Le bolle speculative che hanno distrutto l’economia e la finanza mondiale restano in agguato: il nuovo anno non può dimenticare nuove regole internazionali, così come la ripartenza richiederà di abbandonare la logica del breve termine per adottare una filosofia dello sguardo lungo, capace di programmare uno sviluppo graduale e sostenibile.

Sarà un anno cruciale per il presidente americano Barack Obama, che sarà costretto a far ripartire l’America e a dimostrare che il suo idealismo non è solo affascinante esercizio verbale ma può avere effetto sulla realtà. I suoi concittadini daranno il loro verdetto a novembre quando si rinnoveranno l’intero Congresso e un terzo del Senato. Dall’altra parte dell’Atlantico, in Gran Bretagna, alla fine della primavera potrebbe essere archiviata la lunga stagione laburista.
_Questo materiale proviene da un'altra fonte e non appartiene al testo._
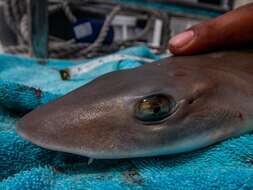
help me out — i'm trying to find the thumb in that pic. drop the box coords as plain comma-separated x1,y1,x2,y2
168,4,253,55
Gli italiani, «Popolo che vive in apnea, resiste ma non crea», secondo la definizione dell’Istat, saranno chiamati a votare alle elezioni regionali ma la vera scommessa sarà tirare fuori la testa dall’acqua. Questo 2009 è stato un anno di veleni, risse e rabbia, e anche se non si ha nessuna fiducia in un vero percorso di riforme è difficile immaginare che possa andare peggio. L’Italia perde peso nel mondo ma il nostro sistema continua a produrre eccellenze: alla premiazione del Nobel i fiori arrivavano da Sanremo e i nostri astronauti Vittori e Nespoli in autunno raggiungeranno la Stazione spaziale internazionale, che verrà completata con gli ultimi due moduli abitativi completamente progettati e costruiti in Italia. Si chiameranno Nodo 3 e Cupola, quest’ultimo servirà per alzare gli occhi e guardare le stelle: il migliore augurio per il nostro futuro.